• Islamic private equity sector remains strong despite slowing growth
  • Private equity investors targeting education and health sector
  • Political uncertainty is holding back investors

While a regional slowdown is holding back capital and debt markets, the Islamic private equity investment market remains strong.

“We are seeing more movement in private equity than Islamic debt markets,” says Imran Shafiq, partner at Dubai-based Galadari, Advocates & Legal Consultants. “Schools are in big demand and we have worked on three acquisitions in the past three months. It’s still a market where the fundamentals are good and you get very healthy returns.”

The medical sector (for example, general hospitals) is also seeing good demand from private equity.

The region’s private equity investors tend to look for long-term deals where they can work with a company to build it up, rather than selling on in the short term.

Many experts expect lower oil prices and slowing growth to encourage a boom in private equity transactions, as public offerings and obtaining finance from banks become more challenging.
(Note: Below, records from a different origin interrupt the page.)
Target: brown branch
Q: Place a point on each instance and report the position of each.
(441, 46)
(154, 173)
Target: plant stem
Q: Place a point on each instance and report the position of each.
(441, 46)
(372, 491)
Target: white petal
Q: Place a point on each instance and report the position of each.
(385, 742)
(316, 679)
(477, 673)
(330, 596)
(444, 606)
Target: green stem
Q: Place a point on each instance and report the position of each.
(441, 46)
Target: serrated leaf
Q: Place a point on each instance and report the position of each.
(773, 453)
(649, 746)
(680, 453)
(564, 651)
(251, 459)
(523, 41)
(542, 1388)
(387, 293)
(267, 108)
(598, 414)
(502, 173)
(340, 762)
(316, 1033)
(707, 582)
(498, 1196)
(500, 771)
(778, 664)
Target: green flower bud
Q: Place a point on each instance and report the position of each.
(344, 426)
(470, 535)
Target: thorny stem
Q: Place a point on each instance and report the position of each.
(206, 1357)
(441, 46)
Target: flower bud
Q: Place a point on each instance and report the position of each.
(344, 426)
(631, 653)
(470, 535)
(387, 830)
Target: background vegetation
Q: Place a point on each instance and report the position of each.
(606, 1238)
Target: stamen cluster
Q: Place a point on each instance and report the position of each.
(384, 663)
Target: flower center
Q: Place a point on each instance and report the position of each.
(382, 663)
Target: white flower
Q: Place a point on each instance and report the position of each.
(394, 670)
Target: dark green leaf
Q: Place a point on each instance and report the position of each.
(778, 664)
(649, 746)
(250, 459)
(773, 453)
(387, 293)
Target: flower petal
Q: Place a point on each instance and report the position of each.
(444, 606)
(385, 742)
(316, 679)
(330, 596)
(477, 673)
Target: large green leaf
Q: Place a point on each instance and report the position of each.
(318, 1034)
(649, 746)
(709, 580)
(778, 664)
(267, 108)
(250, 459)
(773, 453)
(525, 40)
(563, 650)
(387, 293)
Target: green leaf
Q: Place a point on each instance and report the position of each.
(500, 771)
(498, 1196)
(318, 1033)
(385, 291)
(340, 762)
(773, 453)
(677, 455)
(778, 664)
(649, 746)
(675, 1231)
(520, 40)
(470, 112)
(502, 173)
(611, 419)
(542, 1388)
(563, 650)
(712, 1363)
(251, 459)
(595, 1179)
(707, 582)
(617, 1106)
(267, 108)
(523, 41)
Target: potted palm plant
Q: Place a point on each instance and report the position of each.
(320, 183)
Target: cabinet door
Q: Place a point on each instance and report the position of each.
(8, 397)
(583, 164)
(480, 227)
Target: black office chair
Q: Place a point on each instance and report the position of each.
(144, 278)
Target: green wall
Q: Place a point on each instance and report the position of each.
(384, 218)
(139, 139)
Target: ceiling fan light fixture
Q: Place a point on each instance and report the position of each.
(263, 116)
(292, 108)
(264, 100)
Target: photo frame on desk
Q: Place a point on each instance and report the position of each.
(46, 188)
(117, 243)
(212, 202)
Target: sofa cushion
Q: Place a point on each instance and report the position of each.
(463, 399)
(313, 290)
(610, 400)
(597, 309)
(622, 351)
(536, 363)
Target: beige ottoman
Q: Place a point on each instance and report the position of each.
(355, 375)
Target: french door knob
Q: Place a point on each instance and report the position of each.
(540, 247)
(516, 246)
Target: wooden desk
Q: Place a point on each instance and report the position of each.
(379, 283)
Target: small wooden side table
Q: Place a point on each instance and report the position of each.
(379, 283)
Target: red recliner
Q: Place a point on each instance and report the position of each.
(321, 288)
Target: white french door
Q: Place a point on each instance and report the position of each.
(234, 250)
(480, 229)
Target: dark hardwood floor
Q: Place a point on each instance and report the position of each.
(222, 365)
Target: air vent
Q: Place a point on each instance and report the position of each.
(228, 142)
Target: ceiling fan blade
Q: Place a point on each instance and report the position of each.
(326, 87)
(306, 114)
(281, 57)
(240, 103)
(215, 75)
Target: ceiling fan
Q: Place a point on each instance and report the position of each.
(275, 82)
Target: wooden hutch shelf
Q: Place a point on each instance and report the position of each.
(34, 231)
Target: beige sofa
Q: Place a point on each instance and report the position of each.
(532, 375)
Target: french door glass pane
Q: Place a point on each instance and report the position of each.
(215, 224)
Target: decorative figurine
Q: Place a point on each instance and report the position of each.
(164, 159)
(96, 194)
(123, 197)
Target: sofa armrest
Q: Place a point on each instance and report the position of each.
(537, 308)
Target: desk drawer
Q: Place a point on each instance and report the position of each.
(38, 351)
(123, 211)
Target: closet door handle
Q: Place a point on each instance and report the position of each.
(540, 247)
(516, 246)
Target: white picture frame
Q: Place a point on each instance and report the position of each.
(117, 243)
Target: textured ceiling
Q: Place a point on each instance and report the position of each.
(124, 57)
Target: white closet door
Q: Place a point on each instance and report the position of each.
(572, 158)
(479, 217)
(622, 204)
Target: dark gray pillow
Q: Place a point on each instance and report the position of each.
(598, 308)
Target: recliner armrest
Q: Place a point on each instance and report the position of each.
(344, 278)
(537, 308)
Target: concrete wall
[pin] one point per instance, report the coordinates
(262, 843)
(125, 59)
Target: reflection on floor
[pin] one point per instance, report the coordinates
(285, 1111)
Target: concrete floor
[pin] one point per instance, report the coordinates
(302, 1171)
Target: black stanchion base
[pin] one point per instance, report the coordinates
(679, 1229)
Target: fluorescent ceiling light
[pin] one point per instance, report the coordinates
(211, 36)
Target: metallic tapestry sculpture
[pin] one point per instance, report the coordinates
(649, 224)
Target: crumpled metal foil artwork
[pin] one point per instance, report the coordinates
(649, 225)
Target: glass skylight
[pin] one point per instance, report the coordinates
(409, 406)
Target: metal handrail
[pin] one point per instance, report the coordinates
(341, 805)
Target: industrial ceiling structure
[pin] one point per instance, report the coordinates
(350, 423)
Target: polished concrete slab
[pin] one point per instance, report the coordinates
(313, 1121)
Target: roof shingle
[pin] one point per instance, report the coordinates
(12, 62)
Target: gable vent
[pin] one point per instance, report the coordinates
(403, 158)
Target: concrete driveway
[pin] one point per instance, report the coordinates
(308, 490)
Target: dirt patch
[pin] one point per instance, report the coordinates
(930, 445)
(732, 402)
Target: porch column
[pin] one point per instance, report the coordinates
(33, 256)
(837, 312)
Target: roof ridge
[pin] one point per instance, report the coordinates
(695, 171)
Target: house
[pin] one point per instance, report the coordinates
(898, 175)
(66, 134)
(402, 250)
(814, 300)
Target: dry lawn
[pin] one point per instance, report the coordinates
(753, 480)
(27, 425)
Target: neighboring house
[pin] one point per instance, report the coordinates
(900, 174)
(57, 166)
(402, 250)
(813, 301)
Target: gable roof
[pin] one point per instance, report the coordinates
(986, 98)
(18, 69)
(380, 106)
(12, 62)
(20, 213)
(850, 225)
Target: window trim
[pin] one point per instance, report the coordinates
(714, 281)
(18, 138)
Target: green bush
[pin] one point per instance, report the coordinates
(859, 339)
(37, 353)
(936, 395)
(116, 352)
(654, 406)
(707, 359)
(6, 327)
However, political risk may hold investors back.

“We were approached by a Bahraini private equity house,” says Shafiq. “Over the next six to 12 months, they won’t invest in this region due to instability.”

As for capital markets, and Islamic and project finance, they are likely to see lower activity levels as long as oil prices stay low and political instability continues.

“There are very liquid entities looking to invest,” says Shafiq. “But there is an issue of quality with the underlying assets, and they will wait and see due to uncertainty in the GCC region.”

Both corporates looking to raise money and investors will be watching market conditions carefully for the best time to resume activity.

The standardisation or legislation of Islamic finance rules would help to introduce more certainty and comfort.

The UAE is the most advanced in this area. Its Central Bank has proposed establishing a central board to monitor the industry and improve consistency. However, no timetable has been set for its implementation.

Currently financial institutions rely on their own sharia boards to rule on whether a product is sharia-compliant. This leads to a wide range of interpretations and investor uncertainty.